As we have constantly stated, not only would sanctions fail to deter an ideologically-committed regime like Teheran’s, Shia Iran actually has few real friends among its regional neighbors. As the Wiki-leaks emails on the subject confirmed in 2010, Iran’s Arab Sunni neighbors not only fear Iran’s nuclear ambitions as much as Israel, they have already urged the United States to act militarily against Iran. While there will be much political rhetoric and sabre-rattling in the streets if Iran were to be ‘de-nuked’, the truth is there would be, as we have said, “a collective sigh of relief from Riyadh to Amman to Cairo”.
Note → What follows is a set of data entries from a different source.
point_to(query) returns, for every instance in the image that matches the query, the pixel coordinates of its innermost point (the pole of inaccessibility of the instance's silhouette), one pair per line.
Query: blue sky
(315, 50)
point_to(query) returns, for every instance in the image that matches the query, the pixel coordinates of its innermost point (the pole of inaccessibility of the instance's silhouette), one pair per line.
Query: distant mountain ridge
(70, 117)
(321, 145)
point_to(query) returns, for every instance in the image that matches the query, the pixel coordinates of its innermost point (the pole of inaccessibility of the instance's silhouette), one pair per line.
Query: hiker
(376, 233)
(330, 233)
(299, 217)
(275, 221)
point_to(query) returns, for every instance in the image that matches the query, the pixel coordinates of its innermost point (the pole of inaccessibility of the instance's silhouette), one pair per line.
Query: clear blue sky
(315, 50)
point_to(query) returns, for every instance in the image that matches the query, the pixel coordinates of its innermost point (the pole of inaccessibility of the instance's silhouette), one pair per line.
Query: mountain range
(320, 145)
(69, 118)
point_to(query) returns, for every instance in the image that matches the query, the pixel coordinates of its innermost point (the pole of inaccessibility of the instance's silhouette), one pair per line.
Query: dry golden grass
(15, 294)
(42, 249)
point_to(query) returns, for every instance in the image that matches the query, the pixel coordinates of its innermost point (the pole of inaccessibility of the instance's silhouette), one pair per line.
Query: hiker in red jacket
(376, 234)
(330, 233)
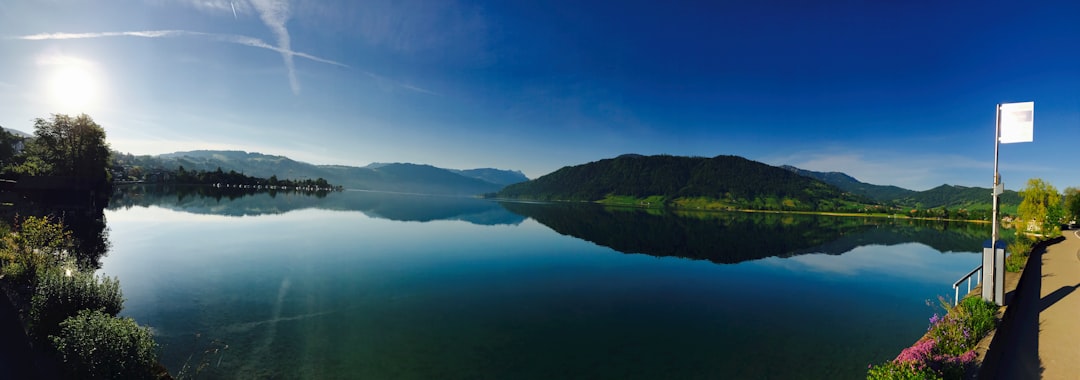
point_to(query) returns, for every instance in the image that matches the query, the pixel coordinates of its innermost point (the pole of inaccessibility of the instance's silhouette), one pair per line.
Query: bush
(948, 352)
(63, 293)
(97, 345)
(901, 370)
(38, 244)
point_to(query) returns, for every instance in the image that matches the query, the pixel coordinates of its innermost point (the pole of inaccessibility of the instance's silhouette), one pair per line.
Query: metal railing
(956, 285)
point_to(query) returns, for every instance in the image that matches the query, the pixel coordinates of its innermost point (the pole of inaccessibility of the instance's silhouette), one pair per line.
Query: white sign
(1017, 124)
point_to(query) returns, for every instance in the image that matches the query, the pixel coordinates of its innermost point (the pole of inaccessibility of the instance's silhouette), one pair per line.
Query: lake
(393, 286)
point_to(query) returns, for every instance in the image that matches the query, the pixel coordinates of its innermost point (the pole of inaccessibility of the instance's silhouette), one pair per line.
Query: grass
(71, 311)
(947, 350)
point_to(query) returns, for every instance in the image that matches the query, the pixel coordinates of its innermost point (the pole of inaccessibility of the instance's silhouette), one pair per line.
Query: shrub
(948, 353)
(97, 345)
(901, 370)
(62, 293)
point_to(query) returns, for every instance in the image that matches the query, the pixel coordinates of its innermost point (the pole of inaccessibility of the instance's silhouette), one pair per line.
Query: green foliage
(71, 147)
(901, 370)
(948, 350)
(1041, 208)
(1071, 204)
(97, 345)
(38, 243)
(62, 293)
(962, 326)
(1018, 250)
(725, 179)
(956, 198)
Here again is a reminder of what the Wiki-leaks emails confirmed Iran’s neighbors have privately been urging on the United States (with thanks to The Israel Project website for collating these examples as published in The New York Times, The Guardian and Der Spiegel in 2010):

  • Saudi King Abdullah repeatedly urged the United States to destroy the Iranian program. “He told you [Americans] to ‘cut off the head of the snake,’” the Saudi ambassador to Washington, Adel al-Jubeir, said, according to a report on Abdullah’s meeting with the U.S. general David Petraeus in April 2008. Abdullah told a US diplomat: “The bottom line is that they [the Iranians] cannot be trusted.” (al-Jubeir is the man linked with an allegedly Iranian backed assassination attempt.)
  • Officials from Jordan also called for the Iranian program to be stopped by any means necessary, while leaders of the United Arab Emirates and Egypt referred to Iran as “evil” and an “existential threat.”

As former U.S. Ambassador the U.N. Jon Bolton has observed over an attack on Iran’s nuclear sites: “There’ll be public denunciations but no action”.
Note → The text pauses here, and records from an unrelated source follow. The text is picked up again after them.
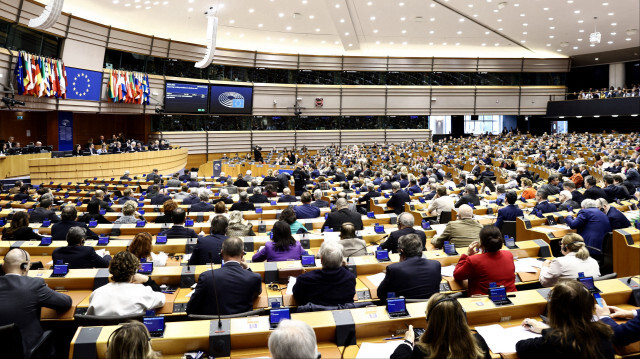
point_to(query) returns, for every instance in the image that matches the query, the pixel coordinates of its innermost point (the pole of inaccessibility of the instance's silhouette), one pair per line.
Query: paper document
(447, 271)
(376, 279)
(377, 350)
(501, 340)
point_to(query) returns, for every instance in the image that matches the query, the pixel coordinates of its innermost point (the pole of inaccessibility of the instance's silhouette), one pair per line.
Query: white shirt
(118, 299)
(568, 267)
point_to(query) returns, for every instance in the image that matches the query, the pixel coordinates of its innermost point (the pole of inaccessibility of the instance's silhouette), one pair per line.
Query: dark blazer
(546, 207)
(207, 245)
(22, 298)
(201, 207)
(236, 287)
(549, 347)
(508, 213)
(627, 333)
(413, 278)
(617, 219)
(391, 244)
(337, 218)
(80, 257)
(398, 200)
(328, 287)
(178, 231)
(59, 230)
(39, 214)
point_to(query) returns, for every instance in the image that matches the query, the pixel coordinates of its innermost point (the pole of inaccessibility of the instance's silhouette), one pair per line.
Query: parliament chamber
(319, 179)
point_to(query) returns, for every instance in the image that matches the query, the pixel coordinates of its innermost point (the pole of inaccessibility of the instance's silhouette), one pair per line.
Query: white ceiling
(460, 28)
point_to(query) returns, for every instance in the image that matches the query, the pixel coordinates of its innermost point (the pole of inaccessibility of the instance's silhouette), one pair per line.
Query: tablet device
(146, 268)
(155, 325)
(308, 261)
(277, 315)
(60, 270)
(396, 307)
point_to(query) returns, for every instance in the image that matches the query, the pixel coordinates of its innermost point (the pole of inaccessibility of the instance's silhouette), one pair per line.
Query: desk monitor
(155, 325)
(396, 307)
(277, 315)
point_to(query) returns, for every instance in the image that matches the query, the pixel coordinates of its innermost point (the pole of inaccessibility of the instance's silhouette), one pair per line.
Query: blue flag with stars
(83, 84)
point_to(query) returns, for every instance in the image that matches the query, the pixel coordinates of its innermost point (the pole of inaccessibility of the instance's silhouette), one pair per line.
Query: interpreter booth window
(479, 125)
(440, 125)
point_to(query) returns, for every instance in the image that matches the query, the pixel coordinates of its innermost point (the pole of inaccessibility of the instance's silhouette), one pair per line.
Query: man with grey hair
(413, 277)
(331, 286)
(461, 232)
(342, 215)
(398, 199)
(293, 339)
(76, 254)
(406, 221)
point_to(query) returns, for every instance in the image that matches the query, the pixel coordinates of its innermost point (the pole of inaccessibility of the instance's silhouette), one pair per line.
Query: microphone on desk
(215, 291)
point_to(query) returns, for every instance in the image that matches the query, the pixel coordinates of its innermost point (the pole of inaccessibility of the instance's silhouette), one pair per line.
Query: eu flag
(83, 84)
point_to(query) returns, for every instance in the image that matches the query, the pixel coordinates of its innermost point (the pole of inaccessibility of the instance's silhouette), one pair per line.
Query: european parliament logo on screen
(234, 100)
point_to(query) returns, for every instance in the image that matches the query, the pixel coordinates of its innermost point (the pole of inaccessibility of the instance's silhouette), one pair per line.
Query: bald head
(465, 211)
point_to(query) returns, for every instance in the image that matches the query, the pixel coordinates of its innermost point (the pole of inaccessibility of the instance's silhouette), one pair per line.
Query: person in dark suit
(236, 286)
(258, 197)
(23, 297)
(342, 215)
(68, 215)
(592, 225)
(616, 218)
(243, 203)
(286, 196)
(543, 204)
(413, 277)
(44, 212)
(207, 250)
(76, 254)
(510, 212)
(203, 205)
(469, 197)
(406, 221)
(398, 199)
(178, 230)
(331, 286)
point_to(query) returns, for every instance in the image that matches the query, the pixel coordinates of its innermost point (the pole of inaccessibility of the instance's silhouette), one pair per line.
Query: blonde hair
(575, 243)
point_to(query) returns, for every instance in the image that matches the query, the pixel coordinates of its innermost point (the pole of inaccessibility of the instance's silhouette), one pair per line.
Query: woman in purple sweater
(282, 247)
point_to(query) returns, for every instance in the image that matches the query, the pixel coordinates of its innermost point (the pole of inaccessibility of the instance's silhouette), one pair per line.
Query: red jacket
(482, 269)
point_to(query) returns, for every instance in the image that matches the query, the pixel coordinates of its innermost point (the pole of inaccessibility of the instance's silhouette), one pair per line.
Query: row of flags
(40, 76)
(128, 87)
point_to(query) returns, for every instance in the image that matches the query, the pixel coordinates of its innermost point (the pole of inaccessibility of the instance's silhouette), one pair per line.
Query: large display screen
(231, 100)
(183, 97)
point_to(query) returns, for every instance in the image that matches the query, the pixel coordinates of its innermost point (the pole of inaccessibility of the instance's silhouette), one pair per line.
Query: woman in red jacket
(485, 263)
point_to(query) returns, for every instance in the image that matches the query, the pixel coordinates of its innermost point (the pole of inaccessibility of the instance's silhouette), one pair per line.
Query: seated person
(126, 294)
(413, 277)
(352, 246)
(447, 334)
(406, 221)
(68, 216)
(235, 286)
(486, 263)
(178, 230)
(207, 249)
(331, 286)
(19, 230)
(572, 332)
(282, 246)
(510, 212)
(460, 232)
(77, 255)
(141, 246)
(575, 260)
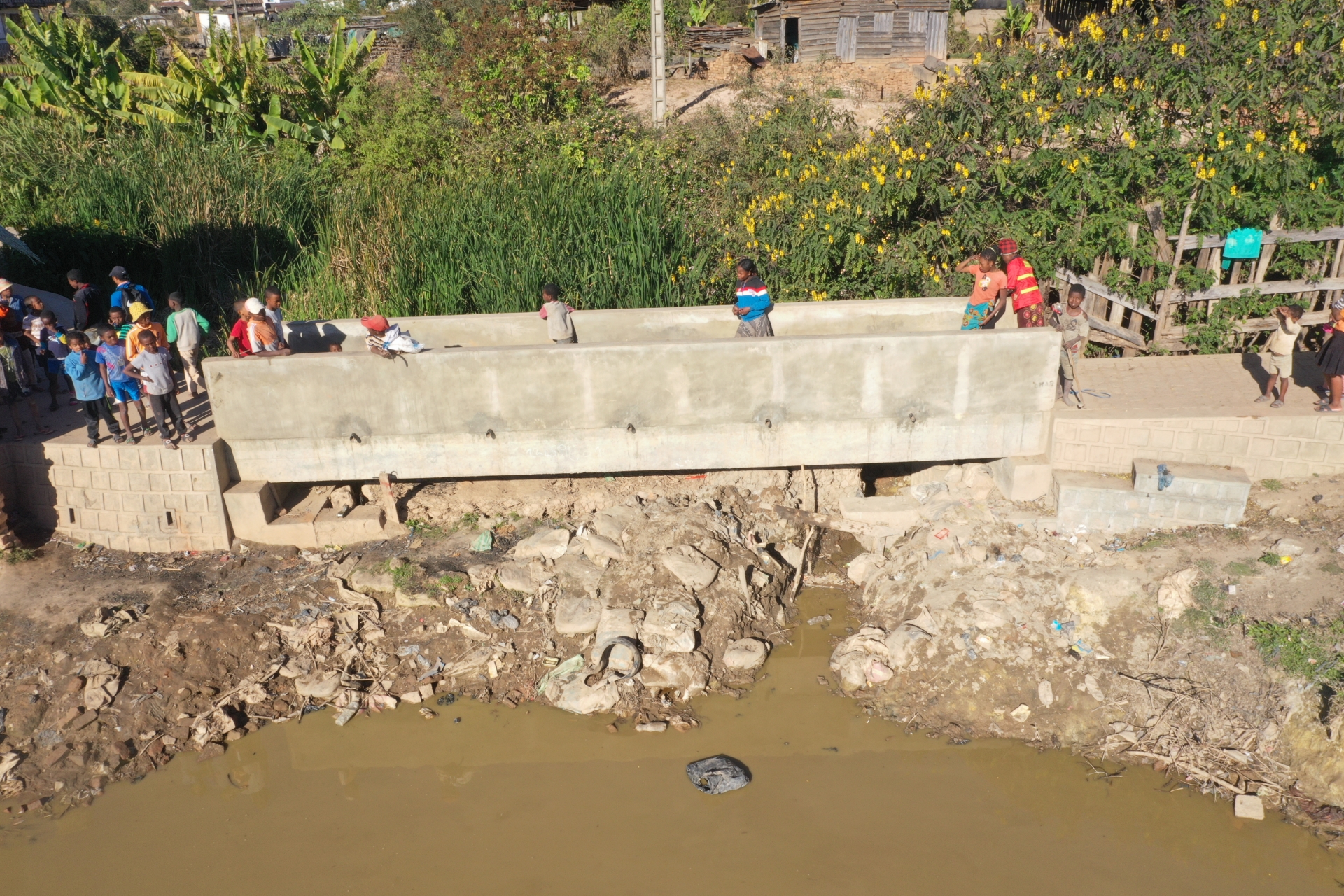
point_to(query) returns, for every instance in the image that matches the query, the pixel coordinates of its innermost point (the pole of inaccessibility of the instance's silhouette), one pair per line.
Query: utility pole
(657, 66)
Second, more immediate consequences would be experienced by the global energy markets. If an Israeli or U.S. strike on Iran is undertaken, we should, of course, expect an immediate spike in oil prices. Not only would Iranian oil and gas exports be hit, but the Straits of Hormuz off the Iranian coastline, through which 35 percent of the world’s oil is exported, would quickly become threatened.
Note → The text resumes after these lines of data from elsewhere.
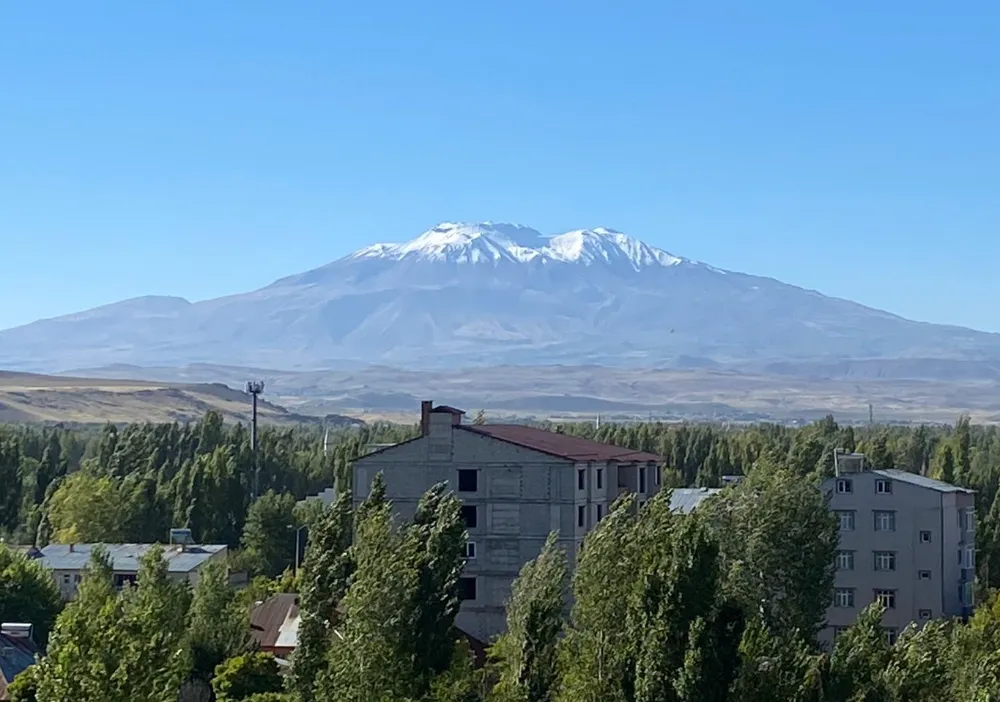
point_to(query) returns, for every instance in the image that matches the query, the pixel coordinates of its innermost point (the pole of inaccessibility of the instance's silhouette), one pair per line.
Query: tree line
(134, 483)
(660, 607)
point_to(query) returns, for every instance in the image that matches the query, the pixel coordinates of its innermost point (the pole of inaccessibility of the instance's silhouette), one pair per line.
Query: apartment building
(906, 540)
(516, 484)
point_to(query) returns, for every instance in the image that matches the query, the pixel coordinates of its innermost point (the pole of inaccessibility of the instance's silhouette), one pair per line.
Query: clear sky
(200, 149)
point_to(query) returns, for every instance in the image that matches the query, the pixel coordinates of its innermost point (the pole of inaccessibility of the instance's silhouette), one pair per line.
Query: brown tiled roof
(267, 617)
(573, 448)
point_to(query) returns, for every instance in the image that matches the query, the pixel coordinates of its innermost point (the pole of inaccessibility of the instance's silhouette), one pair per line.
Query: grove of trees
(658, 606)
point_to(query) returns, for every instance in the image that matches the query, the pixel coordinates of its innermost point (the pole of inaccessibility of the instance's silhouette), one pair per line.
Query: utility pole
(254, 388)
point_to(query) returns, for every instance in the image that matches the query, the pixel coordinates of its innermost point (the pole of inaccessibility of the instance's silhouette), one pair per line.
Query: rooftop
(16, 654)
(686, 500)
(573, 448)
(125, 557)
(920, 481)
It would take perhaps two weeks or more to disable Iran’s nuclear facilities even using bunker-busting extreme-intensity bombs. During that time, we should expect Iran to move to close the Straits as it attempted to do exactly during the Iraq-Iran War of the 1980s. It was prevented from doing so by the U.S. navy. In the event of an attack on Iranian nuclear facilities, Western warships would have to be mobilized to keep the energy choke point of the Straits of Hormuz open.

In addition, moving to blockading Iran’s ports would also cut off the country’s own critical gasoline supplies. Amazingly, for its enormous energy resources, Iran’s lack of refining capacity forces it to import a large proportion of its transportation fuel. The country would quickly grind to a halt, a consequence of which could well lead to the current regime being brought down.

We have long predicted that sanctions would not work against Iran and that an Israeli or U.S. attack on Iran, far from inviting an apocalypse across the Middle East, would be welcomed by Iran’s neighbors. Further, in Spying Iran’s End Game (September 2011), we noted that a key Iranian Revolutionary Guard website appeared to be readying the country’s population for a massive attack by the regime on an unspecified enemy.

Whatever transpires in the wake of the publication of the IAEA’s report on November 8, if military action does ensue, two things become paramount. First, the ‘de-nuking’ of Iran would not lead to an apocalypse across the Middle East and would indeed be widely (if privately) welcomed in most Arab capitals. Second, politicians must utilize Western warships to keep open the energy choke point of the Straits of Hormuz.